The big takeaway for me was the need to kind of abandon my batch-like loading limitations. I got the Lee Pro 1000 specifically to load faster, then I end up still working in a kind batch mode, loading one box at a time, just faster. I tended to sort out 50 alike headstamps, load 50 rounds, put 50 rounds in a box and do the next 50 rounds.
Following much of the advice in Sweeney’s article, I instead loaded the press up with 200 primers and a full powder measure. I had all the components close at hand. I cranked out rounds until my plastic output bin was full. Having at this time just the one such bin, I stopped and transferred two and a half boxes, labeled them with the load info. I topped off the powder and primer hoppers and resumed cranking them out until I reached a reasonable stopping point.
In the end, I had loaded 5 full boxes and had about 1/3 of box in the output bin in just under an hour. With the “one box at a time method”, I could finish a box in 13-15 minutes, but I didn’t time the preparations done between boxes.
The Lee Case Collator makes loading the case tubes much faster.
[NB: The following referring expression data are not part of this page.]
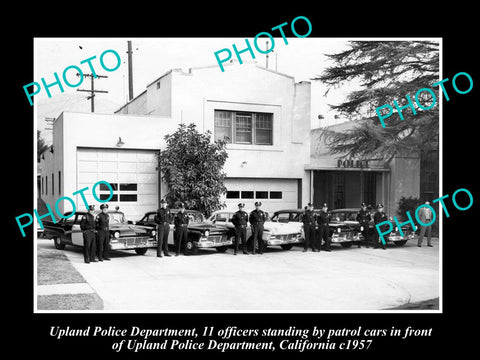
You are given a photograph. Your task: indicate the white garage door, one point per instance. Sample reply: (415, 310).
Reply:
(131, 174)
(275, 194)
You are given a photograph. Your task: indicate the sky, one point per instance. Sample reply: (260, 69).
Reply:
(303, 58)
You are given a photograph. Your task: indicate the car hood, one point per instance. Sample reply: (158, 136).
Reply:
(209, 227)
(282, 228)
(130, 230)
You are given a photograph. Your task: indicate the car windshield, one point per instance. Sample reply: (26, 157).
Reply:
(194, 217)
(117, 218)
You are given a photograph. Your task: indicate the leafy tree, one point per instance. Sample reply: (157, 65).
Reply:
(191, 166)
(386, 71)
(41, 145)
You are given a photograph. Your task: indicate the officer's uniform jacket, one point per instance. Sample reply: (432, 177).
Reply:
(323, 218)
(363, 217)
(102, 221)
(163, 216)
(240, 219)
(181, 219)
(257, 217)
(308, 218)
(87, 222)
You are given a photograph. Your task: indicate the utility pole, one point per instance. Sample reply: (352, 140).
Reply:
(266, 49)
(130, 71)
(92, 90)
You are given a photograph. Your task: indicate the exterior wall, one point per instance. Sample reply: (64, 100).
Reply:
(159, 100)
(137, 106)
(89, 130)
(404, 178)
(246, 87)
Putting 200 primers in the primer hopper mean that process stops less often. I found that having very close, the box of fresh bullets, the output bin and the press, arranged in a gentle arc meant I could watch the press for problems, such as the primer chute not staying full or approaching the end of a case tube while blindly reaching for a bullet. As the carrier assembly approaches the bottom of the stroke, I check to see that the column of primers moves at the proper point. At the bottom of the stroke, I feel the primer set, visually verify that the right powder charge was dropped, sweep out the occasional completed round that didn’t fall all the way to the bin, set the bullet, turn the case feeder if needed and begin the cycle again.
The only interruption was to reload the case tubes and the occasional primer glitch. Most often, this was because I missed that the chute was not being replenished from the hopper and got too low. If the column of primers is not high enough in the chute, it does not feed the primer. Actually, it most often misfeeds the primer by half, meaning the priming stroke crushes a unit under the shellplate, requiring a full stop to clear the damaged primer out before resuming. Consequently, I am irritated with myself when that happens.
The hour worth of reloading I did was in two separate 30 minutes sessions, performed while I was waiting for horses to eat. I intentionally reached a stopping point and just stopped, walked out of the shop and returned hours later to feed the horses again and resume where I left off, with no specific preparation for the 2nd session. I imagine that I can streamline the operation a little bit more if I have a couple of continuous hours. And a bigger output bin.
I want to cycle through all this 40 S&W then set the press back up for 10mm and run through that batch. By then, I expect to have a 9mm batch to load.